GUÍA DOCENTE

BASIC DETAILS:

Subject:	APRENDIZAJE AUTÓNOMO Y EVOLUCIÓN
Id.:	33295
Programme:	GRADUADO EN BIOINFORMÁTICA. PLAN 2019 (BOE 06/02/2019)
Module:	BIOINFORMÁTICA
Subject type:	OBLIGATORIA
Year:	2	Teaching period:	Segundo Cuatrimestre
Credits:	6	Total hours:	150
Classroom activities:	63	Individual study:	87
Main teaching language:	Inglés	Secondary teaching language:	Castellano
Lecturer:		Email:

PRESENTATION:

The main goal of this subject is to explore the algorithms for bioinformatics pourpouses and their computational application in order to understand the mechanisms of biological database searching, protein and nucleic acid aligments, perform predictions of bidimensional structures, identify genes and detect regulatory sequences. Statistics and machine learning will be included to support the basis of the algorithms that are based on them.

Search algorithms as greedy or exhaustive will be studied to find repeated sequence as motifs or in the DNA mapping.

Dynamic programming will be used to analyse the local and global alignments of aminoacid and nucleotides sequences based on similarity or distance calculations. Softwares, as GENESCAN, will be studied to see a direct application of the statistical Likehood Ratio.

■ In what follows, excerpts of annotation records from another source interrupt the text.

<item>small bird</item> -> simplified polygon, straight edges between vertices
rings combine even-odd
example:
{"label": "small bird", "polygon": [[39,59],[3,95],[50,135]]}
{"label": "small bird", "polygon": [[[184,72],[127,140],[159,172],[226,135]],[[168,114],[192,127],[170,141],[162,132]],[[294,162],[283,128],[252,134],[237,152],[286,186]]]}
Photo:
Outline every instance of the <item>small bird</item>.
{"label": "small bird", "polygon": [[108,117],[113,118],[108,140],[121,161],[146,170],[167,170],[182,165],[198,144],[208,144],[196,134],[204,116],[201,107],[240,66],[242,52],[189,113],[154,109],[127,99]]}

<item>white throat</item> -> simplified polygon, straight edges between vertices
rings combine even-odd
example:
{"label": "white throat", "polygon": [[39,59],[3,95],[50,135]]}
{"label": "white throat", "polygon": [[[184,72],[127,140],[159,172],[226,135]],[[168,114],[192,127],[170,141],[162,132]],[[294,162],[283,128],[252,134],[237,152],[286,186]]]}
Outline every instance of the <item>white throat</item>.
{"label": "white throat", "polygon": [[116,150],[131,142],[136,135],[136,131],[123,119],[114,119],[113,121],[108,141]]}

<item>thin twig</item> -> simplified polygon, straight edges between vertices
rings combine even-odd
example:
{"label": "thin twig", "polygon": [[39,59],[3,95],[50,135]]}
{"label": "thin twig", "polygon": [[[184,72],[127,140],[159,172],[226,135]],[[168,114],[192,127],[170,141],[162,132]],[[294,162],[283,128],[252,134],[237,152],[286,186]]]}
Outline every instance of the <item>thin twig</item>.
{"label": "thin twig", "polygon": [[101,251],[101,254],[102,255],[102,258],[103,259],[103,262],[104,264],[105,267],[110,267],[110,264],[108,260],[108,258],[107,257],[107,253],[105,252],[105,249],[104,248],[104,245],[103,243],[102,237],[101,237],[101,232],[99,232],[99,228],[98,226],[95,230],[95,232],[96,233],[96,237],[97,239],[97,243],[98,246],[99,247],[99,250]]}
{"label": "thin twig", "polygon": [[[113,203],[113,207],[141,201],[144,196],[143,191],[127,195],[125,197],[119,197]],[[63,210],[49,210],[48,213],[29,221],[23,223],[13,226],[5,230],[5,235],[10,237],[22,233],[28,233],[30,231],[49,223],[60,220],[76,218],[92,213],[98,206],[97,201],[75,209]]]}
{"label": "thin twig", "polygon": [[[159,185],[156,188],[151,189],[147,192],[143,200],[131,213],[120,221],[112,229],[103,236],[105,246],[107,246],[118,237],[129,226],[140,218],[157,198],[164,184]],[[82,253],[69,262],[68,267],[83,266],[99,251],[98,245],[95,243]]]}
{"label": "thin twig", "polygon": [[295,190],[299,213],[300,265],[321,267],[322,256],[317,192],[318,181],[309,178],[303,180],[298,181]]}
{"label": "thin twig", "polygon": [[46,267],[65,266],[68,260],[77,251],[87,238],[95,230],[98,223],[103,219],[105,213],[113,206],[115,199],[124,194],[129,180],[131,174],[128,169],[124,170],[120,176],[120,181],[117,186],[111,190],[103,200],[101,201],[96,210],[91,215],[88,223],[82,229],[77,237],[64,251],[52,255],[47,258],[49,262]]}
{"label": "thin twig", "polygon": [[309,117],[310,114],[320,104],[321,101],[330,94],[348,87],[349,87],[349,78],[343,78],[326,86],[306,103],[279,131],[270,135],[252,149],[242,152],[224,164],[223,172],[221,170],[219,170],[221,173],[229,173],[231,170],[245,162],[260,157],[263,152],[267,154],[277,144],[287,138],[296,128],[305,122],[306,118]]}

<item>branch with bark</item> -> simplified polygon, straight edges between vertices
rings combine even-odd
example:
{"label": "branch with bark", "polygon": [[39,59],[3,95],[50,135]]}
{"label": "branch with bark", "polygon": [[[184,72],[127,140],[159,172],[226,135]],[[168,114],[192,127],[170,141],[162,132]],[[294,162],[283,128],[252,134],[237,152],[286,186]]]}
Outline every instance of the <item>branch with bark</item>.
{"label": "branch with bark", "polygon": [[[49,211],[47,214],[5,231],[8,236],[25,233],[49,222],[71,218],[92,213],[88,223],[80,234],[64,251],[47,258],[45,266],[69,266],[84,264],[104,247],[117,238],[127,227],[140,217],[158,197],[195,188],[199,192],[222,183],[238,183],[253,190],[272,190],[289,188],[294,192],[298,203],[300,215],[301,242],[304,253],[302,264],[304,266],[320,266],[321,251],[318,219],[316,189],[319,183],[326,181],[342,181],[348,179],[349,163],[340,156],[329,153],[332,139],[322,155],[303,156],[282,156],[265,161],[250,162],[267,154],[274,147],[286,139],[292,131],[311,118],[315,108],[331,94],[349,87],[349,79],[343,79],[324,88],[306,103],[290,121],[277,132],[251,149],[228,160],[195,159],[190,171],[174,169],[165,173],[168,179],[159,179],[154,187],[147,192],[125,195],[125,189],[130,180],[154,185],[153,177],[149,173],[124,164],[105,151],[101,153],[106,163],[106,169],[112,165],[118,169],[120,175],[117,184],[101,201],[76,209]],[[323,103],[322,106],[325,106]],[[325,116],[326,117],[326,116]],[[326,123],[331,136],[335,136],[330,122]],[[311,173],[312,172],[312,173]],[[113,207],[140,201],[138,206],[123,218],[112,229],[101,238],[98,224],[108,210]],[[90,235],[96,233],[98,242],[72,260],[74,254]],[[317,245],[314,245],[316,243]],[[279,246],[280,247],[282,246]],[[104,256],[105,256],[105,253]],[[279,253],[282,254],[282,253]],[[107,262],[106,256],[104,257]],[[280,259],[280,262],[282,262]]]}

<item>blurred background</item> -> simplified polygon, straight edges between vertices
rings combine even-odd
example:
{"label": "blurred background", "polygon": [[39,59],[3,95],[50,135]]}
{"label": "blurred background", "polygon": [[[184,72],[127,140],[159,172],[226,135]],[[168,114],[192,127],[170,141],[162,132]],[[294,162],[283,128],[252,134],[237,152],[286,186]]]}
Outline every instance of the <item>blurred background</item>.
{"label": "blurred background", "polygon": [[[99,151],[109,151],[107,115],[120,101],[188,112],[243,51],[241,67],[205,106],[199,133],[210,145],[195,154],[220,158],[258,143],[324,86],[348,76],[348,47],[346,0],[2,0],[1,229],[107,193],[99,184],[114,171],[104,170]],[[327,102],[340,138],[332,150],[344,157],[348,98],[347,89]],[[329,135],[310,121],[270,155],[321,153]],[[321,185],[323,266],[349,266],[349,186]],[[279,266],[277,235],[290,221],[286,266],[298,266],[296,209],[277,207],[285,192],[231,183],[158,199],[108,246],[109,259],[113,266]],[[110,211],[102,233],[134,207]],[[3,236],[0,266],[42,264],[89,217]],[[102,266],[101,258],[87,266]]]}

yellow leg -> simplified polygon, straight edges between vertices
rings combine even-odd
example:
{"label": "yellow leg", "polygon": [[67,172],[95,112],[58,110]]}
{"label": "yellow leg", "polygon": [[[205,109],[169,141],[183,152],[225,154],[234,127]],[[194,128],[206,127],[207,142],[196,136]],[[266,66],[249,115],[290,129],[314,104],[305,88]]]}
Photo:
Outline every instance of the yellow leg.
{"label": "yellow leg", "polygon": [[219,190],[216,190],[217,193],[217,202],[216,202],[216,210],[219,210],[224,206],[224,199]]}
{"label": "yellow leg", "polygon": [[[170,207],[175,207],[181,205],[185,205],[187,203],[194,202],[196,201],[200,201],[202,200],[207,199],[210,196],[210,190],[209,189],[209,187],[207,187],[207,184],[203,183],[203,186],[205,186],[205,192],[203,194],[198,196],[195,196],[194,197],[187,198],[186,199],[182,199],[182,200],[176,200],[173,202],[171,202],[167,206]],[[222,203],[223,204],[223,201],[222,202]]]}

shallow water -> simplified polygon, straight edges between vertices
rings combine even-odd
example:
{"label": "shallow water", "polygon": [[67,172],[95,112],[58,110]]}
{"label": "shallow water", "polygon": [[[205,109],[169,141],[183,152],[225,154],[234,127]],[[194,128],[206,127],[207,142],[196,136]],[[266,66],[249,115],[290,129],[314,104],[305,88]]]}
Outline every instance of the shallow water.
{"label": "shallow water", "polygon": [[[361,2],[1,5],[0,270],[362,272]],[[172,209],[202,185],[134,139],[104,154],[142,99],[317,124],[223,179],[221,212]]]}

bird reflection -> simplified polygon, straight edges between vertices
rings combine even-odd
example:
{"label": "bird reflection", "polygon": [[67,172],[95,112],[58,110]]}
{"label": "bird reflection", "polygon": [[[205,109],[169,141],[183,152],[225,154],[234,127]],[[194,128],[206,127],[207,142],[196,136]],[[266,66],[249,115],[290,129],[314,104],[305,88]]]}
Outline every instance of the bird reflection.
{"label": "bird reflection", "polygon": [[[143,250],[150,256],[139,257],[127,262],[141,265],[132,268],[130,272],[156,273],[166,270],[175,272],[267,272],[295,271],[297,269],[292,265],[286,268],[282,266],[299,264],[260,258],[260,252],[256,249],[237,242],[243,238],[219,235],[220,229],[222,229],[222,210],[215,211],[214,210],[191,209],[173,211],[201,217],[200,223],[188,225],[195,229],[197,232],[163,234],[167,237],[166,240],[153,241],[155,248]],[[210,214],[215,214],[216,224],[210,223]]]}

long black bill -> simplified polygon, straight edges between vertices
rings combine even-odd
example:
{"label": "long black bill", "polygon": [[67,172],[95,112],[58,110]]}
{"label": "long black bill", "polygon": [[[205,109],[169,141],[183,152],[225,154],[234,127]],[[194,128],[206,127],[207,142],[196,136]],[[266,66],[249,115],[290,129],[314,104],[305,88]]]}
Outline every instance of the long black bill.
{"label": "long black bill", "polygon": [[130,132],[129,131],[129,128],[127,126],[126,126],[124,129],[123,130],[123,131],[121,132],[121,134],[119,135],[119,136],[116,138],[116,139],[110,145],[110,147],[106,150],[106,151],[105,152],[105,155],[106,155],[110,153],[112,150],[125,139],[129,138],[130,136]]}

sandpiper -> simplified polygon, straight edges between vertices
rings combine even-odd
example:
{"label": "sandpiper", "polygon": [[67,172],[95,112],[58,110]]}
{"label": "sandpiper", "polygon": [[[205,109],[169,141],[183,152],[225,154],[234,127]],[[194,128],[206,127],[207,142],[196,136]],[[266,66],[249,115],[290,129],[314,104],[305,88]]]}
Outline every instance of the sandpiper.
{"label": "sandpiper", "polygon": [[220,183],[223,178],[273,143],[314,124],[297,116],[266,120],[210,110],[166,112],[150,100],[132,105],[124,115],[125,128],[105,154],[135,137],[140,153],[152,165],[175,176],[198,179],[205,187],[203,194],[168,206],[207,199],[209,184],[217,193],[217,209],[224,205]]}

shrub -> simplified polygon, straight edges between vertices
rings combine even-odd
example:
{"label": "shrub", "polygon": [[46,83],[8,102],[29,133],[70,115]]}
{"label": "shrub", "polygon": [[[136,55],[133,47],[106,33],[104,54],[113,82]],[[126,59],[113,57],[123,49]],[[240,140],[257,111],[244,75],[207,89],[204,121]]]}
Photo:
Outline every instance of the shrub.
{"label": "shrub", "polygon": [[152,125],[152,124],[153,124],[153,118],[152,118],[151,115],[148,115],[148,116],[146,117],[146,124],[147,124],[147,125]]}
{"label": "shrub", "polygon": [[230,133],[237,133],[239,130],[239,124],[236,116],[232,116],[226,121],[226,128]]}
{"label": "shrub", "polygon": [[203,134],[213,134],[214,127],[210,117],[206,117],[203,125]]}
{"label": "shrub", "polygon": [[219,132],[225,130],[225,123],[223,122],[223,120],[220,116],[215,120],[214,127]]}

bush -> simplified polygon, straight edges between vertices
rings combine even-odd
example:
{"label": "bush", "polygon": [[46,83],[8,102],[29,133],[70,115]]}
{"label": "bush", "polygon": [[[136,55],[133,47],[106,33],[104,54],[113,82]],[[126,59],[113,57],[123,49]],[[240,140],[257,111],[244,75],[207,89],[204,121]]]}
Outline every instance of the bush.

Identification of DNA, proteins as well as genome assembly will be assess through graphical algorithms, for what Euler's theorem will be introduced.

A machine learning approximation will be done with Hidden Markov Models as long as the Montecarlo sampling. The searching of gene regulatory sequence, crutial structures in epigenetics, the CpG islands need from the HMM with the decoding algorithms of Viterbia and Baum-Welch. This part will also include stochastic models and log odd ratio.

More complex applications of dynamic programming and stochastic models will be studied through the determination of the RNA secondary structure. Structural aligments require from HMM and stochastic context free grammar to make probabilistic competitive approximations.

Algorithms were developped in Python and R languages, being chosen whichever suits better for the computational requirements.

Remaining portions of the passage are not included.